Tutti aggrappati a Kean: per Moise c'è in ballo una promessa lunga vent'anni
Se volete capire il significato di Bosnia-Italia di stasera rileggete queste parole pronunciate da Moise Kean un anno fa: “Ricordo bene il Mondiale del 2006, avevo 6 anni e il bar in piazzetta era sempre pieno. Vedevo quanto ci teneva la gente e mi dicevo: un giorno voglio vestire la maglia dell’Italia perché voglio che la gente viva queste emozioni per me e per la mia squadra. Ho sempre sognato di indossare la maglia della Nazionale.
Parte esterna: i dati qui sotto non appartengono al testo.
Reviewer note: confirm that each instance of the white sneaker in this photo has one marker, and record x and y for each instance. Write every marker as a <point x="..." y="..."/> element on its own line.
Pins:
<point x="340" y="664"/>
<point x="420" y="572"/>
Speriamo che scenda qualcuno al bar a vedere noi alzare quella Coppa. Sarebbe qualcosa di davvero indescrivibile”. Andateglielo a chiedere a lui quanto conta stasera.
Quanto conta
Perché, spogliando questa gara dagli inevitabili risvolti apocalittici per il nostro movimento da tutte le narrazioni psicotiche fatte in questi giorni (su tutte l'inferno di Zenica, con un impianto che potrà contenere 8mila spettatori, quanto quello di Carrara per capirci, ingigantito da litri di inchiostro) in campo scende anche la storia, con la esse minuscola, di ragazzi vestiti d'azzurro che sentono il pericolo di finire sulla pagina sbagliata della Storia, con la esse maiuscola. Perché c'è una generazione di calciatori, dal '96 al 2001 -sicuramente non una delle più scarse come tanti credono, visto che comprende i vari Donnarumma, Bastoni, Barella, Tonali-, che non ha mai disputato un Mondiale. Tra di loro c'è anche Moise Kean, uno che ha costruito tutto in funzione di un appuntamento fissato per giugno. C'è un Mondiale da disputare, da titolare, nella 'sua' America (lui che non perde occasione per andare a Los Angeles e dintorni quando può), c'è un sogno da realizzare.
Firenze e azzurro
Tutto in funzione di questo, come dicevamo, tutto in funzione di stasera. Anche la decisione presa la scorsa estate, a fine luglio, quando la clausola da 52 milioni non aveva attirato nessuna big d'Europa e in mano c'era solo l'offerta dell'Al Qadsiah; andare in Arabia avrebbe potuto significare allontanarsi un po' dall'azzurro e da quell'appuntamento segnato col destino. E quindi la decisione di rimanere, di continuare a essere grande a Firenze, perché il Viola Park dista solo quattro chilometri da Coverciano. Stasera avrà un peso non da poco sulla sua numero undici, per tutti i significati che Bosnia-Italia si porta dietro. Non che sia per forza un male per uno che tende ad accentrare di natura aspettative e speranze.
La promessa
Il suo primo album da rapper si chiama The Chosen, il prescelto, chissà che non possa esserlo davvero, inteso come colui che spezzerà una maledizione che dura dal 2014. Per tutti gli italiani in campo questa sarà una gara che riscriverà le proprie carriere e i giudizi postumi su di loro; per Moise varrà qualcosa di più, perché c'è da mantenere una promessa vecchia di vent'anni, fatta a quel bambino di sei anni che si fermava al bar del paese e sognava di essere come Luca Toni.